A fair housing group is calling the city of Peoria's nuisance ordinance racially discriminatory. The Wheaton-based Hope Center has filed a federal lawsuit against the city.
Spokeswoman Anne Houghtaling said 71.6 percent of enforcement actions through the ordinance are against African-American renters, far above the 35 percent minority population in Peoria.
And Houghtaling said most enforcement is for things as little as reported truancies.
“Three calls in a certain period of time could cause your residence to be labeled a nuisance and you could lose your housing, and that doesn’t make a lot of sense,” said Houghtaling.
She said most enforcement actions from the nuisance ordinance did not involve drugs or violence.
The center also alleged crime victims including survivors of domestic violence were also regularly targeted under the ordinance for eviction.
“When you find instances where victims of domestic violence call for help and are found to be a nuisance and need to be evicted because they call for help, it’s shocking. It violates a fundamental covenant that we have with our local public safety officers,” said Houghtaling.

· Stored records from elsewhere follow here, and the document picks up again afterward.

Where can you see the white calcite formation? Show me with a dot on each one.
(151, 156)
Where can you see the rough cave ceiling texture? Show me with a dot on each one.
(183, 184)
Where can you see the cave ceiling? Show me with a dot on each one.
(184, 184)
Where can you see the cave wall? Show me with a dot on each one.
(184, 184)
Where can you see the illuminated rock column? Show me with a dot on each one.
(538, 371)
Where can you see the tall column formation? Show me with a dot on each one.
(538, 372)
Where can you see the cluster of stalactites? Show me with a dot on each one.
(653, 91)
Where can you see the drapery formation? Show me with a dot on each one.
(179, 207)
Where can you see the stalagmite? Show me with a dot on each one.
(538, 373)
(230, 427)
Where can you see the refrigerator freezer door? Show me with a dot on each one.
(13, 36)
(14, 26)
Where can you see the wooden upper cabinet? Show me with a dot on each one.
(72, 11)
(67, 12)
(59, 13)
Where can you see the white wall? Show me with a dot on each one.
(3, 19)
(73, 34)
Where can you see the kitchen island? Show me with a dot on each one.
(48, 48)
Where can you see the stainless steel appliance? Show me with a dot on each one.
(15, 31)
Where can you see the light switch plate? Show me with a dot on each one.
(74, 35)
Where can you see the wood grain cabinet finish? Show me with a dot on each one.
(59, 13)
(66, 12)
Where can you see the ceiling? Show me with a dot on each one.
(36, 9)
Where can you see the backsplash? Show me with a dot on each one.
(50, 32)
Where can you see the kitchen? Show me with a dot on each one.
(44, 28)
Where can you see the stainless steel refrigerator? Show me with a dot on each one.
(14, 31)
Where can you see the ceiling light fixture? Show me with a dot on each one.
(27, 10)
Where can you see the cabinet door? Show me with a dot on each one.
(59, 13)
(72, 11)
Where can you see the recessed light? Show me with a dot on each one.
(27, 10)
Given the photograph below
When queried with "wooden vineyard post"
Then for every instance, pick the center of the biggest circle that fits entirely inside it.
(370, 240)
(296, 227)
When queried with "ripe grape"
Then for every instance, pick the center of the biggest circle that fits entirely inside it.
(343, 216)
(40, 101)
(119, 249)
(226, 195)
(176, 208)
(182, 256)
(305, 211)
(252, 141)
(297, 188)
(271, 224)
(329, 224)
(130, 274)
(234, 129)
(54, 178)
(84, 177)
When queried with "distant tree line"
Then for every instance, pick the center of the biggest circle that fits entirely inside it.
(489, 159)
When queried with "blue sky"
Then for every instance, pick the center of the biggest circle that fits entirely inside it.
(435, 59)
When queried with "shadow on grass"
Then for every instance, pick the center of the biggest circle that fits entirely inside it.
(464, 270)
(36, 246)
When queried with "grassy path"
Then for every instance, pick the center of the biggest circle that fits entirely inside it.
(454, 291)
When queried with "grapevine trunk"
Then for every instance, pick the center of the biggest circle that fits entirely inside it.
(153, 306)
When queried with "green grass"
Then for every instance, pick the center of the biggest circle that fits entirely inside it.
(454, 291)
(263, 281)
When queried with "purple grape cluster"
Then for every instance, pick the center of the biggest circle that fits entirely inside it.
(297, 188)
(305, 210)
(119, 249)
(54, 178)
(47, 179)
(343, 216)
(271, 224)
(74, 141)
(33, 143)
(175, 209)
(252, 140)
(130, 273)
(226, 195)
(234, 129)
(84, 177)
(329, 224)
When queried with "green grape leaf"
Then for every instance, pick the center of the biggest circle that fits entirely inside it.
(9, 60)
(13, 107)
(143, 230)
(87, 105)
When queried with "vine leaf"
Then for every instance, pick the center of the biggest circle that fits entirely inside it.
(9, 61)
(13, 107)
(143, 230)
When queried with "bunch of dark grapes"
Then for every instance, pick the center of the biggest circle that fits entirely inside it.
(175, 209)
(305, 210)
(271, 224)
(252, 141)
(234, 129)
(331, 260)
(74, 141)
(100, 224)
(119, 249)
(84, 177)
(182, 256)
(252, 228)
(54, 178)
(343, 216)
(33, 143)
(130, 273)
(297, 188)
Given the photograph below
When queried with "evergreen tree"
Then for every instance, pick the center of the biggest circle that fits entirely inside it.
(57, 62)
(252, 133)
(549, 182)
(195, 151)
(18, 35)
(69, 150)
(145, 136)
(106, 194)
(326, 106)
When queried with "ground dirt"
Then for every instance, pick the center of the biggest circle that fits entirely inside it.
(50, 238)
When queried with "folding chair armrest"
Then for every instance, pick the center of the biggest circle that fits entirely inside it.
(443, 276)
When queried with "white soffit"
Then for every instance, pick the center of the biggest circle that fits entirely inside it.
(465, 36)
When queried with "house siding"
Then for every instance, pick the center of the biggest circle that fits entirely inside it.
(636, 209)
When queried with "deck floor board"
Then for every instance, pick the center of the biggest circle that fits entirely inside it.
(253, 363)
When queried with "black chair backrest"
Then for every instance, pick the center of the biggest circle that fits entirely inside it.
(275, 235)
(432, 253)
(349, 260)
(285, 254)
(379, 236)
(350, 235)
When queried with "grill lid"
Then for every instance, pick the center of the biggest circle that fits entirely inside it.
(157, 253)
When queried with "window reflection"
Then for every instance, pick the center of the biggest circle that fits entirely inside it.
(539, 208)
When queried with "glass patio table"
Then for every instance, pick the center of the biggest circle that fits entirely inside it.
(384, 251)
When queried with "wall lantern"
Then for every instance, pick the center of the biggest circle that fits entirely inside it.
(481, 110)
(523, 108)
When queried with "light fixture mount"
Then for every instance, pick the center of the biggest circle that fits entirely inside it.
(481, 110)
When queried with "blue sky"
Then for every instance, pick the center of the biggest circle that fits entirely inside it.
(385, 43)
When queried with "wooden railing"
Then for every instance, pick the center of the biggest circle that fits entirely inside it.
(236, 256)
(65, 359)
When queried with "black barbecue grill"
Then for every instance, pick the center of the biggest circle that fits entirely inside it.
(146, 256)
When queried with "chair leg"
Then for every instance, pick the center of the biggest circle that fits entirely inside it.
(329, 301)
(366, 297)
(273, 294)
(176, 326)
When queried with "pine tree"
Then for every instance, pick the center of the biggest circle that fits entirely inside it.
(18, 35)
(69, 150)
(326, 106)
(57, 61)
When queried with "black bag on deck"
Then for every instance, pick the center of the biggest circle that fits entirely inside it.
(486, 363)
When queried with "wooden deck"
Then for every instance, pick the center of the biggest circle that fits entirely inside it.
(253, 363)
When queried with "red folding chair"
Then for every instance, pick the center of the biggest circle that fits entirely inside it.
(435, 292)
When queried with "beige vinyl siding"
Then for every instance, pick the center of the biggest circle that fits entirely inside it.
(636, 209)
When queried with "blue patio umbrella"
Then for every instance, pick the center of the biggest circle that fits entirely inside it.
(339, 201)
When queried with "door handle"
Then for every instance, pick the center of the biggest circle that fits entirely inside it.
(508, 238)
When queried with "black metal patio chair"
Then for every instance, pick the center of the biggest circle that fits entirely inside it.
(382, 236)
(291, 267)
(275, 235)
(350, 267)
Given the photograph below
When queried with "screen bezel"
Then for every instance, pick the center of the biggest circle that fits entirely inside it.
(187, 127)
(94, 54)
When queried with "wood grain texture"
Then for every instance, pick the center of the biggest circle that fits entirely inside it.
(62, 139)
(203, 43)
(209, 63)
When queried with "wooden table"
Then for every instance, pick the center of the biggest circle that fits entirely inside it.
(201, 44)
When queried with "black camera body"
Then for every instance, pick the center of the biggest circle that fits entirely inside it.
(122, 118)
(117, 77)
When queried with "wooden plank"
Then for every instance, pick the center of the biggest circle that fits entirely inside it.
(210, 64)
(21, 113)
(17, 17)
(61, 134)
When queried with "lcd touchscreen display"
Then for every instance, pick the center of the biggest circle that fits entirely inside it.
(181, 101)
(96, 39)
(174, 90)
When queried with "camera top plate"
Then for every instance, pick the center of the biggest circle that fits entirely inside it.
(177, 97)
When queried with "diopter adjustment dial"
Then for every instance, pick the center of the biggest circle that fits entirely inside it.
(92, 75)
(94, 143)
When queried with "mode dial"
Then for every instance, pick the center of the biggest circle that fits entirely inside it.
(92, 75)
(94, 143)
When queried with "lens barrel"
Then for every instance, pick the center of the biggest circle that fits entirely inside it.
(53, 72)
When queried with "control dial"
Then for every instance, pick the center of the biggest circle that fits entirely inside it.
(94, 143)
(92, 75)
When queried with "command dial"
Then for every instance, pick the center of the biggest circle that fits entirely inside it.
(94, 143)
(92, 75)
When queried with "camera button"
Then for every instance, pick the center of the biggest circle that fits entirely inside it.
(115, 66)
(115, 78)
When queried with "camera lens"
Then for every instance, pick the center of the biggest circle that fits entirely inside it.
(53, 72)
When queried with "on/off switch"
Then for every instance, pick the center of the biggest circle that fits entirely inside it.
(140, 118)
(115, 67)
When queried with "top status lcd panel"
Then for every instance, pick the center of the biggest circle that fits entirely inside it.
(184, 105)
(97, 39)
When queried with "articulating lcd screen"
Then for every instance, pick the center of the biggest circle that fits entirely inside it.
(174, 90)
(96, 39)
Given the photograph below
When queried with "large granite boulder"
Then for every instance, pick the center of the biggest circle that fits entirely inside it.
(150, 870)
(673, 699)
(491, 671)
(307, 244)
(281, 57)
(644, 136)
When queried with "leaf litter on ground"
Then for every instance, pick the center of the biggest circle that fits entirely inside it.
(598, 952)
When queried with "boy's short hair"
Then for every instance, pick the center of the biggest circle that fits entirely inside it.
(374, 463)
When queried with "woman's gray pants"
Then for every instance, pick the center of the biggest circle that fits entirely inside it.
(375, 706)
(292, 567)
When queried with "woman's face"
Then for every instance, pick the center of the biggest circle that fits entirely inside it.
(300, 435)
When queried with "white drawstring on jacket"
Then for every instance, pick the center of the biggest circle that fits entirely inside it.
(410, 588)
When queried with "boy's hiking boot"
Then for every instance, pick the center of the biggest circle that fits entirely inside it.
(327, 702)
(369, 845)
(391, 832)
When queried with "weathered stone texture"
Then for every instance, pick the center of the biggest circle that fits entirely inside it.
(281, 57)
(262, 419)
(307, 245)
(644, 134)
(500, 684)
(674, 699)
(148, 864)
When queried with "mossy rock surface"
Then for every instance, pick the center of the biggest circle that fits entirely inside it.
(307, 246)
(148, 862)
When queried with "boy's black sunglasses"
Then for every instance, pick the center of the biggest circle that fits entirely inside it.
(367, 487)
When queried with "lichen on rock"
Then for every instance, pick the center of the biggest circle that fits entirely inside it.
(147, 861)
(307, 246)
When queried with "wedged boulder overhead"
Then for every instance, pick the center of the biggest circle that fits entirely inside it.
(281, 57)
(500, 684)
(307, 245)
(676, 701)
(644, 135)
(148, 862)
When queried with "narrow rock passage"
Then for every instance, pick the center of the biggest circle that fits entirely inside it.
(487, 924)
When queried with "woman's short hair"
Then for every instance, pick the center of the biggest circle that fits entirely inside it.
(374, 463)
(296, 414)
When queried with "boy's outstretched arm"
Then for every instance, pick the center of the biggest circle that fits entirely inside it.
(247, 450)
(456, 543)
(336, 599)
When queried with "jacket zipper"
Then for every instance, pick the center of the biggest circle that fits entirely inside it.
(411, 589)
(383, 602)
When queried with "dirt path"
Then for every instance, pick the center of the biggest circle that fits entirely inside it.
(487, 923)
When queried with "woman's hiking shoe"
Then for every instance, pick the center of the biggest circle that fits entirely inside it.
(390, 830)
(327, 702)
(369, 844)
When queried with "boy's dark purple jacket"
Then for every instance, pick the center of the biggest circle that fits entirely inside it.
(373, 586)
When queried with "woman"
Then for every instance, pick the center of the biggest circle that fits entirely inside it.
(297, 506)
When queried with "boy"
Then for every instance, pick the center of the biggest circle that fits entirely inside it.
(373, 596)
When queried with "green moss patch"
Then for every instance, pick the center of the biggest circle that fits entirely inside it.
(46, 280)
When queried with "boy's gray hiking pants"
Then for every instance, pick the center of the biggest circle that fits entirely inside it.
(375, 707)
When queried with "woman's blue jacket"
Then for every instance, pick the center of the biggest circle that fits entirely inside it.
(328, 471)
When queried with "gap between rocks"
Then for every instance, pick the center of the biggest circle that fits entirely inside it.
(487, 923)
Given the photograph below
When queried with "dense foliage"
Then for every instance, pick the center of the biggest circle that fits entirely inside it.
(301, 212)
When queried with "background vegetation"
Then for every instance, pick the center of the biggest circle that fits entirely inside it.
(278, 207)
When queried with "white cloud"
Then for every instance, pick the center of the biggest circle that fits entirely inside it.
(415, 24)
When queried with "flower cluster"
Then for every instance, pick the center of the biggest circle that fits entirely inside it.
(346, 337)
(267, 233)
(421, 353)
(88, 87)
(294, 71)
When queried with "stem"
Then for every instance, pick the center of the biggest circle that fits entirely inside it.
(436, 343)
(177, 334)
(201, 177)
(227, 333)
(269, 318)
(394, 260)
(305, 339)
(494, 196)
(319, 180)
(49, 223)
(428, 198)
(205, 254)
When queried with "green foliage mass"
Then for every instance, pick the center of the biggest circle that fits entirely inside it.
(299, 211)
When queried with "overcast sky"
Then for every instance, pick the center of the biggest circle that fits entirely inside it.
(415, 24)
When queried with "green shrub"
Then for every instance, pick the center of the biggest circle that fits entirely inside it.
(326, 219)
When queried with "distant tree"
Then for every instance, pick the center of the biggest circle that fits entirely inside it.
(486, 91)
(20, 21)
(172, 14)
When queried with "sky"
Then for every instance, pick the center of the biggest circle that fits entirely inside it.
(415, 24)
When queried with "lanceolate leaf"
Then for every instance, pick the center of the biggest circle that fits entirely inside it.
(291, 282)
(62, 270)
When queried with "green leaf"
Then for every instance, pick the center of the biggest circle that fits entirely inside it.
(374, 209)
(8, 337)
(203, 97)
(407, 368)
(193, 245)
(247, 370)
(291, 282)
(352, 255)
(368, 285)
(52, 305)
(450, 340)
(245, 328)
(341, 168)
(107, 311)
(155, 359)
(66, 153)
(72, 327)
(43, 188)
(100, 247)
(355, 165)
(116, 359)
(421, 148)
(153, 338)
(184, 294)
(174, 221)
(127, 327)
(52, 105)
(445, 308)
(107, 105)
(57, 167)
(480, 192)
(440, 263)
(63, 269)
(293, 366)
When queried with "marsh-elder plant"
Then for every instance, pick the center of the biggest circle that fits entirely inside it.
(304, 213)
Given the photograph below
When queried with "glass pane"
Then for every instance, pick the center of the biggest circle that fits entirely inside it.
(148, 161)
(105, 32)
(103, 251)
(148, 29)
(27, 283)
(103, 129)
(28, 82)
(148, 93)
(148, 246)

Peoria city attorney Don Leist said the city will vigorously defend the ordinance.
“Neighborhood groups support the city effort to enforce the ordinance. They want a nice place to live and we will continue to do that notwithstanding what some out of town, D.C.-based law firm says we should do,” said Leist.
“They are apparently only enforcing it against rental properties and we know that homeowners can have the same demographics, drug use, domestic violence, or some of these other things. There are uses for such an ordinance. You want every community to be safe, but I don't think this is appropriately targeted or appropriately enforced,” said Houghtaling.
The HOPE group investigation also alleged tenants are being given no opportunity to challenge nuisance allegations against them.
According to the complaint, there were more than 12,000 potential enforcement actions against properties that could have been cited as nuisances according to the criteria in the ordinance, but only 148 properties were cited and they were almost exclusively in African-American majority neighborhoods or involved African-Americans.
Peoria is not alone in enforcing such an ordinance to deprive people of needed housing in such a discriminatory way,” said John Rellman, managing partner of Relman, Dane, and Colfax, PLCC.
Earlier this year, Rellman’s firm also filed a challenge to Maplewood, Missouri’s nuisance ordinance enforcement.
The Sargent Shriver National Center on Poverty Law is also representing HOPE. Shriver Center Housing Justice Director Kate Walz said such laws are spreading and undermine public safety by forcing crime victims to suffer in silence.
“Local governments should consider other methods for improving public safety that do not jeopardize tenants’ housing rights, such as working directly with renters as partners to improve the quality and stability of their housing,” said Walz.
Houghtaling summed up what she said is a nationwide problem of race. She quoted a Pulitzer Prize-winning book by journalist Mathew Desmond called "Evicted," which found that African-American women in Milwaukee who have three children are as likely to be evicted as people who are five months behind on their rent.
“Black men are being locked up. Black women are being locked out,” according to Desmond.